Two aspects of the offer which cannot usually be included in a list of consumer motivations are how and where the product was made. As consumers, we know that we are not often interested in whether a product is made by hand or machine, or in which country. The only occasion on which these factors have importance is where they give additional value to the product. If hand manufacture can achieve a quality which a machine cannot, then it will have more value; if the quality is the same, the value is the same. The place of origin of a product may have value for a customer with an interest in a particular country, but most will be only concerned about quality, design, price and presentation.
There is a further factor to which markets accord value. This is the quality of service. The best offer in the world is worthless if ultimately the contract is not fulfilled. Exporters must be very clear about the expectations of customers which they themselves have created. Like the other aspects of the total offer to the customer, service is a variable. An exporter may choose to offer certain special services-for example, free samples, documents sent by courier, best quality packing materials-and recover the cost by edging prices upwards. Alternatively, cheaper but less reliable forwarding agents might be selected in order to keep the price down.
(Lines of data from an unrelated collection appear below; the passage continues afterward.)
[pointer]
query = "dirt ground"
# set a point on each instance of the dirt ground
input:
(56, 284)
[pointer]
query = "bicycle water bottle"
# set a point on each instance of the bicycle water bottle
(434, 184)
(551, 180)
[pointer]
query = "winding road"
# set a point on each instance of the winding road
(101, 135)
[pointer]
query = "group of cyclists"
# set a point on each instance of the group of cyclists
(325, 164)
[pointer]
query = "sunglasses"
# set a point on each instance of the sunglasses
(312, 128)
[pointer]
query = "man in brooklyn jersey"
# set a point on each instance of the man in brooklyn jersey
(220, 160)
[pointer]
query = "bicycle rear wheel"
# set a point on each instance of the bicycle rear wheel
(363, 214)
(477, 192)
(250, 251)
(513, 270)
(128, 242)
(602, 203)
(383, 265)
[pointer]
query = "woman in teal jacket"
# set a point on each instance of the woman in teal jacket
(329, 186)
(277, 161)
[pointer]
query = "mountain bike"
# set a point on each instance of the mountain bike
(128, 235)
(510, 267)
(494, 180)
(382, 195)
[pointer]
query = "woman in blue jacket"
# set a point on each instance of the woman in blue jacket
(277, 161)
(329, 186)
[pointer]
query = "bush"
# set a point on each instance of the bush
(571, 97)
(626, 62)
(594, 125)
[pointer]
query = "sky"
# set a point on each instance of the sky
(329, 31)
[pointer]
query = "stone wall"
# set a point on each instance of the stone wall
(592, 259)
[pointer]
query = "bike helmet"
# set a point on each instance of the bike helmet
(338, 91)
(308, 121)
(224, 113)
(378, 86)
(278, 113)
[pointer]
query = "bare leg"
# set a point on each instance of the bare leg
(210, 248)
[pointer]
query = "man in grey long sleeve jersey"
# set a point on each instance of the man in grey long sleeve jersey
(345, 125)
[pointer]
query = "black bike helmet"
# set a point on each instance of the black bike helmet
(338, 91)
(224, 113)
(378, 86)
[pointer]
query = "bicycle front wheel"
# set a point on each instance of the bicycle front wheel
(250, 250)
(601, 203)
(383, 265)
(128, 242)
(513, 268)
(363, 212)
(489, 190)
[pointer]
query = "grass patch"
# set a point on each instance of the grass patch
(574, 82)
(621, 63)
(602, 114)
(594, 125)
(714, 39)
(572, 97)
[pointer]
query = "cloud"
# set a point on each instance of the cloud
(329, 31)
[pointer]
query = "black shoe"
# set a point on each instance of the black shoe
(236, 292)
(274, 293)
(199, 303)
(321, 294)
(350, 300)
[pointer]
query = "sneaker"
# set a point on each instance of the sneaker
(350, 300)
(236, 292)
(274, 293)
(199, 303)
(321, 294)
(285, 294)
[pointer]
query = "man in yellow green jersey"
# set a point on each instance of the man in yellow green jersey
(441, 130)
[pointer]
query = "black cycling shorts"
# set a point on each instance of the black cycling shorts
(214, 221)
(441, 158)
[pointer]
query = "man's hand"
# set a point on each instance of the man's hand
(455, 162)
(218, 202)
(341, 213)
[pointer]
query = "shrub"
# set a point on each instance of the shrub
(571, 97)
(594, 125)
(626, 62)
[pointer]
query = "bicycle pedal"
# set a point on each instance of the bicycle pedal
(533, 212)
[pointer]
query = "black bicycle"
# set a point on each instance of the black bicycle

Service may be the single point of differentiation between exporters who are trying to sell the same product into the same market. For example, in Kerala, in southern India, coconut matting is exported in large quantities at fixed prices set by the state government. Given that the product quality is strictly controlled, it is only in the quality of service offered to the customer that one exporter may claim superiority over others.
The combination of the various aspects of the offer-the product, its price, promotion and placing on the marke-and the service to the customer together comprise what is called the marketing mix. The marketing process can be seen as the attempt to convert a capacity to produce into a marketing mix of the highest possible value.